20" A Custom Projection Ride

18" China Boy High

Brandon also used a set of 14" A Custom Mastersound Hi Hats, an 18" oriental China Trash, a 6" Zil Bel, and two 19" Z Custom crashes throughout the early days of Atreyu. With Istanbul, Saller used the Alchemy series.

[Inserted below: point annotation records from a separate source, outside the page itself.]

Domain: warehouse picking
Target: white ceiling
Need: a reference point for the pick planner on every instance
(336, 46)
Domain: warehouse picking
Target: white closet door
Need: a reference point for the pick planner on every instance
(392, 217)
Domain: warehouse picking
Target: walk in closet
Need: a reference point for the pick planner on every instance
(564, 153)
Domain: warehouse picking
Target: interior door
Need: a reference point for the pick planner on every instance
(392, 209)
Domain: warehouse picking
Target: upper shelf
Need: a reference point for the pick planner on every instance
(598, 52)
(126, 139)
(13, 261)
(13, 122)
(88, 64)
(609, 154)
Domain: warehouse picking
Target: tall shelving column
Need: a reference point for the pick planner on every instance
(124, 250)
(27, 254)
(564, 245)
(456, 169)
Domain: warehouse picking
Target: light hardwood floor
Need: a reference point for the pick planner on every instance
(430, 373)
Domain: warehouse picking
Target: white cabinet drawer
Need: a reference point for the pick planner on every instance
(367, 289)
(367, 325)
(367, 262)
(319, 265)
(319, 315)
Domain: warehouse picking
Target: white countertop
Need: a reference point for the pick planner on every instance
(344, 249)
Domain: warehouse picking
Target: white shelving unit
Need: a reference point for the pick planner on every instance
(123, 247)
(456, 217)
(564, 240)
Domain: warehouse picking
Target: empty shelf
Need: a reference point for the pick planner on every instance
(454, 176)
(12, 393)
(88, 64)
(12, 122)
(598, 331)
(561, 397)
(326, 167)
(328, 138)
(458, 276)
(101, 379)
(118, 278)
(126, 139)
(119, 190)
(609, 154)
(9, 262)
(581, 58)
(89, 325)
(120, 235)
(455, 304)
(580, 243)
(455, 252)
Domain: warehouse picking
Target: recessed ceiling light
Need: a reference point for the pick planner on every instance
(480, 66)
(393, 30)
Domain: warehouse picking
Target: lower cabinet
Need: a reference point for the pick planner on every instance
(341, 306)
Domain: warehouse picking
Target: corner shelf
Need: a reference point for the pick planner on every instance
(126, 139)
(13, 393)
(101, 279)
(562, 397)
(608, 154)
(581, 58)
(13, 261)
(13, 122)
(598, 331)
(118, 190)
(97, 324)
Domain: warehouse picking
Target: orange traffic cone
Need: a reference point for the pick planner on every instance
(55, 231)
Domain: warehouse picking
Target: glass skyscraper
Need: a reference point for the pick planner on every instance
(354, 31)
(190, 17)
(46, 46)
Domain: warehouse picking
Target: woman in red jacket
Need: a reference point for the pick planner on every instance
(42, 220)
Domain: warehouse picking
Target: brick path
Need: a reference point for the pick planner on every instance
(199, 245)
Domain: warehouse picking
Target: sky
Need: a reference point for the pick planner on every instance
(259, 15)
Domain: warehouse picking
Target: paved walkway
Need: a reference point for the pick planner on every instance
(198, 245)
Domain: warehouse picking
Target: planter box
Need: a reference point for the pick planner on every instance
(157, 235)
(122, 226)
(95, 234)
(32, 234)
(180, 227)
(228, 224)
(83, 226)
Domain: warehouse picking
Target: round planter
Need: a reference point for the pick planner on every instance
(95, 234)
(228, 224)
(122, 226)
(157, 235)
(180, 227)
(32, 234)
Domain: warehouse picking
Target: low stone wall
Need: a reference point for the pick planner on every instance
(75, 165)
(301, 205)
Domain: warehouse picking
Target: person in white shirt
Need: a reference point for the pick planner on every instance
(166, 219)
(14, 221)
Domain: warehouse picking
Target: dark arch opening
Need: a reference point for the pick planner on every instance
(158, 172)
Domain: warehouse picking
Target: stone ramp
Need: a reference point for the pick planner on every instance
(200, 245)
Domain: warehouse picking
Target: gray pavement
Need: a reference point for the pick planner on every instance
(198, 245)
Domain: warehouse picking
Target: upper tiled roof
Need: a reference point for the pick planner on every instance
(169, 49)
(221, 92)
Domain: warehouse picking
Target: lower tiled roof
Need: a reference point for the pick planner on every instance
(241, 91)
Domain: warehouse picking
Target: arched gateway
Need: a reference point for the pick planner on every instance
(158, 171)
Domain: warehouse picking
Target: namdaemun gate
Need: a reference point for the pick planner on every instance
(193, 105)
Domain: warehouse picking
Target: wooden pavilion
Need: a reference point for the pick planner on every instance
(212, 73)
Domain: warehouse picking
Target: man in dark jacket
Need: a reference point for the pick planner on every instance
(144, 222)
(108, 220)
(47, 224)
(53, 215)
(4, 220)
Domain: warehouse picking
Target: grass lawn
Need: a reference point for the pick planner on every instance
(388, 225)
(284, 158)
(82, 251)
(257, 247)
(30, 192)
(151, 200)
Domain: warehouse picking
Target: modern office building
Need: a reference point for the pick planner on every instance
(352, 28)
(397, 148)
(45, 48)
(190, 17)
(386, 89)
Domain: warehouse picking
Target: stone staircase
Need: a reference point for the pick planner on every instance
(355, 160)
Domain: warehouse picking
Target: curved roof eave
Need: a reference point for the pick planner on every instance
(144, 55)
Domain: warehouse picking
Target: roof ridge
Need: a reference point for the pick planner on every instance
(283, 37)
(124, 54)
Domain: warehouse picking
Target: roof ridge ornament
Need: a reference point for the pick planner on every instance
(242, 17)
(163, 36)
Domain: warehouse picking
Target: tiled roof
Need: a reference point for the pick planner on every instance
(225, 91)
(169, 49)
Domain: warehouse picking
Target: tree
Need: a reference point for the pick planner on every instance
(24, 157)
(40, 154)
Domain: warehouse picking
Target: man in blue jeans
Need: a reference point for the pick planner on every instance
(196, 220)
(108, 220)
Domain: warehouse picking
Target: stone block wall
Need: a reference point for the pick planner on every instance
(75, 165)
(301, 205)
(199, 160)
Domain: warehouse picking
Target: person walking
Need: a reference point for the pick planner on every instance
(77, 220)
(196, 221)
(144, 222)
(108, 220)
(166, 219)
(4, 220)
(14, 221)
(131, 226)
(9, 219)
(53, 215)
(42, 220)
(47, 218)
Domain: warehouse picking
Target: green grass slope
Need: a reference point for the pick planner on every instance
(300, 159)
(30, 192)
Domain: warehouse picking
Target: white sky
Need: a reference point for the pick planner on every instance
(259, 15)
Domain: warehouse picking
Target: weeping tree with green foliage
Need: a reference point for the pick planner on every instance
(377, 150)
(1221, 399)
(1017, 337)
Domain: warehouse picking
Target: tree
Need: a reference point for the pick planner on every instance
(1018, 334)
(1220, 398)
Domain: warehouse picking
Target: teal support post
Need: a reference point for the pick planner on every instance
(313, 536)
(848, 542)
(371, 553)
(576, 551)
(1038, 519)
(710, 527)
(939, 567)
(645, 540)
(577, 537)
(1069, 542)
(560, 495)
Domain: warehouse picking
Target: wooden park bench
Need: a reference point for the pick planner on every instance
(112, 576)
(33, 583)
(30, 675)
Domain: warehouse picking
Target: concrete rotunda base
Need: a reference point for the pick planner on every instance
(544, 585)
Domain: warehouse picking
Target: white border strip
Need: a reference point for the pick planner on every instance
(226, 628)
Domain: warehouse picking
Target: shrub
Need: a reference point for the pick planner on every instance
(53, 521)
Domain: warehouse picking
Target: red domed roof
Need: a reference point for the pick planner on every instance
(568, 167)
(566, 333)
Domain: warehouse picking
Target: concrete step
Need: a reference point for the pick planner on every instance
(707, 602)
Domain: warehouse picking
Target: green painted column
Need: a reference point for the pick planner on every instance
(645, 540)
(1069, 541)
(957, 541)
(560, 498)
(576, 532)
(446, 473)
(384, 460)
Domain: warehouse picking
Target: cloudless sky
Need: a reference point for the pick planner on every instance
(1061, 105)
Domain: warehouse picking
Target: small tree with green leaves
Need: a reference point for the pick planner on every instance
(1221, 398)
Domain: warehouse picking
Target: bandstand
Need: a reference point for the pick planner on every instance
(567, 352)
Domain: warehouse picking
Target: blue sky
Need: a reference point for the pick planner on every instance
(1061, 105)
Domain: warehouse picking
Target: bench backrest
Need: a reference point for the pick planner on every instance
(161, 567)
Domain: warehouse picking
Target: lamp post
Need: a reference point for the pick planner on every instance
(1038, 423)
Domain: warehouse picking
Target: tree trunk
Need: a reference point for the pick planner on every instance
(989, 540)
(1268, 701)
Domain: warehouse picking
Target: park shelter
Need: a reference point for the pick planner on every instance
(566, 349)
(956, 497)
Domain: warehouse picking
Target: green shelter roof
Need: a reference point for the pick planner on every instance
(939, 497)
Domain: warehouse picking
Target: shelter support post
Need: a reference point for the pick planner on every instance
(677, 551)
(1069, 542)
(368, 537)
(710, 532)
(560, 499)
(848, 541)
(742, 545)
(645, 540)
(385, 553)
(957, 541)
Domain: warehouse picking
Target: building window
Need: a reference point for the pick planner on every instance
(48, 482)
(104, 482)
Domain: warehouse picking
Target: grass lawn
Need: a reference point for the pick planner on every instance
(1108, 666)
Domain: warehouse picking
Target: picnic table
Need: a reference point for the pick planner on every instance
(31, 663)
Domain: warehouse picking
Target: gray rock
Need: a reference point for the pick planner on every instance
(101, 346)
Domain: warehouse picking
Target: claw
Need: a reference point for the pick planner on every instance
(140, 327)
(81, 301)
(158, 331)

He used a set of 15" hi hats, two 20" crashes, a 20" ride, and a 20" china.

=== 2006 to 2010 ===
In 2006, Saller endorsed Truth Custom Drums and Zildjian cymbals, of which he had an iconic black acrylic drum kit that featured three bass drums.

Drums

22x20 Bass Drum (3x)

10x7 Rack Tom (added on in 2009)

12x8 Rack Tom (added on in 2007)

13x9 Rack Tom

16x16 Floor Tom

18x16 Floor Tom

14x8 Snare Drum

Cymbals

15" A New Beat Hi Hats

19" A Custom Medium Crash

20" A Custom Medium Crash

19" K Custom Hybrid Crash

20" A Custom Projection Ride

12" A Custom Splash

20" China Boy High

=== 2014–present ===

When Atreyu reformed in 2014, Truth created a new drum kit for Saller for use on the Aftershock and Knotfest festivals, as well as to record Atreyu's 2015 album, Long Live

24x16 Kick Drums (3x)

10x7 Rack Tom

12x8 Rack Tom

13x9 Rack Tom

16x16 Floor Tom

18x16 Floor Tom

14x8 Brandon Saller Signature Snare

Saller also uses Remo Drumheads, DW hardware, DW 9000 pedals, and Vic Firth drumsticks.